Inventor age, Track One, Accelerated Examination and CSP will shorten the wait time for the first Office Action. Other options do not jump ahead in the queue, but may reduce the application timeframe and costs after the first Office Action.
What is Track One Prioritized Examination?
The Track One option requires low attorney effort, but high USPTO fees. Since the Track One prioritized examination request must be filed concurrently with the initial filing of the application, you may need to file a continuation if you’re considering prioritized examination after having already filed a non-provisional application. Here are the pros and cons of the Track One program:
Pros of Prioritized Examination
- No patentability search required (aka pre-examination search report)
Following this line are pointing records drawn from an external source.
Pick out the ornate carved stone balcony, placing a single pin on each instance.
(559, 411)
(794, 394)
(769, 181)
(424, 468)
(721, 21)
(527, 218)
- First Office Action within a couple of months of grant of request
- Final disposition (i.e., allowance or final rejection) reached within one year of grant of request
Cons & Limits of Prioritized Examination
- High USPTO fees (large entity: $4,200; small entity: $2,100)
- Limited to 10,000 applications per year
- No more than four independent claims and 30 total claims
- Track One request must be made at initial filing (consider filing a continuation if an application already exists)
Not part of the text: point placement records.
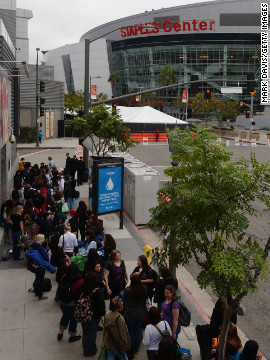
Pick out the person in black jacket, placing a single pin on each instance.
(80, 170)
(145, 273)
(69, 187)
(166, 278)
(90, 287)
(73, 166)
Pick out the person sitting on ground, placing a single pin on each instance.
(250, 351)
(154, 332)
(68, 241)
(113, 315)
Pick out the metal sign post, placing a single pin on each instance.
(107, 190)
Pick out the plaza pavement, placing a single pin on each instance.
(28, 327)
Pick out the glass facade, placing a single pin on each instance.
(138, 68)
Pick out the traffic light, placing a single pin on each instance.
(207, 94)
(250, 84)
(194, 88)
(42, 86)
- Not available for US national stage applications, but available for US bypass continuing applications
What is Accelerated Examination?
Accelerated Examination requires a low government fee, but significantly more legal work upfront. Grounds for filing a petition for accelerated examination may include:
- enhancing the quality of the environment;
- contributing to the development or conservation of energy resources; or
- countering terrorism.
Pros of Accelerated Examination
- May be filed after initial filing of application
- Low USPTO fees
Cons & Limits of Accelerated Examination
- no more than 3 independent claims and 20 total claims
- requires pre-examination search documents
- requires accelerated examination support document that must include an identification of all limitations in the claims that are disclosed in each prior art reference (can lead to admissions against interest in subsequent litigation due to the applicant previously admitting that certain claim limitations are found in particular prior art references)
For US applicants who cross-file in Japan or S. Korea
Applicants having a US nonprovisional patent application and counterpart application in either Japan (JPO) or South Korea (KIPO) may file a petition for the Collaborative Search Pilot (CSP) program. CSP will accelerate the examination of both the US and counterpart Asian application since each patent office will take the respective application out of turn. While “cutting in line” will shorten the time to the first Office Action, using CSP will likely result in more prior art being cited against your US and JPO/KIPO applications.
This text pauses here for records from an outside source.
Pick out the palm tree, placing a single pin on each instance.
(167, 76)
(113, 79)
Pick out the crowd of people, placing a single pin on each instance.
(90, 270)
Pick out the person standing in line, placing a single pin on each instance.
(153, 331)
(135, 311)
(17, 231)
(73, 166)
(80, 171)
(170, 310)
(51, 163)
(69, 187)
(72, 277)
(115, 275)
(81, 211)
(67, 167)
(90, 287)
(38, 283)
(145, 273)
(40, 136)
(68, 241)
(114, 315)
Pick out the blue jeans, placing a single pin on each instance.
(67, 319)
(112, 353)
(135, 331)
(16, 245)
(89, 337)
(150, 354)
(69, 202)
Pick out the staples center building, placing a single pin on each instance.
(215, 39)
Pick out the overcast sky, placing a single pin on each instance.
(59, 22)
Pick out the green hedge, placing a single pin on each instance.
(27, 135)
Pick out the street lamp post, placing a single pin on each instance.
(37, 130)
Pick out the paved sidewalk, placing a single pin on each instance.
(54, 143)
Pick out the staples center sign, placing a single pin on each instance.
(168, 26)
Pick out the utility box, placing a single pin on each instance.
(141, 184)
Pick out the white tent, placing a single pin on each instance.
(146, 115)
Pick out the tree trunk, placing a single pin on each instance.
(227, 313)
How to shorten the patent process wait time
Track One, Accelerated Examination and CSP will shorten the wait time for the first Office Action. A PPH request, if granted, will not shorten the pendency for the first Office Action. However, a granted PPH request might lead to fewer Office Actions overall and a potentially quicker allowance if the Examiner agrees with the earlier favorable decision on the claims.
How to speed up patent process with PCT application
If you filed a PCT application with claims similar to those in your US application, you may be able to benefit from an earlier search report in your PCT application. The international search report in a PCT application is typically issued within 16 months of the priority date or 9 months of the filing date if there is no priority claim. Therefore, the PCT search may often arrive sooner than a first Office Action in a counterpart US nonprovisional application. You can leverage any favorable claim decisions in the PCT search report by filing a PPH request in your US application.
Even if the PCT search report is not favorable, you can use the valuable prior art information in the search report to amend your claims in your US national stage application. One option is to file a US national stage application after receiving the PCT search report, and include a Preliminary Amendment to revise the US claims to be more allowable over the prior art. If the counterpart US application has already been filed by the time you receive the PCT search report, you can file an amendment in the US application hopefully before the USPTO issues the first Office Action.
How to speed up design patent application
You can request the Rocket Docket for a design patent application.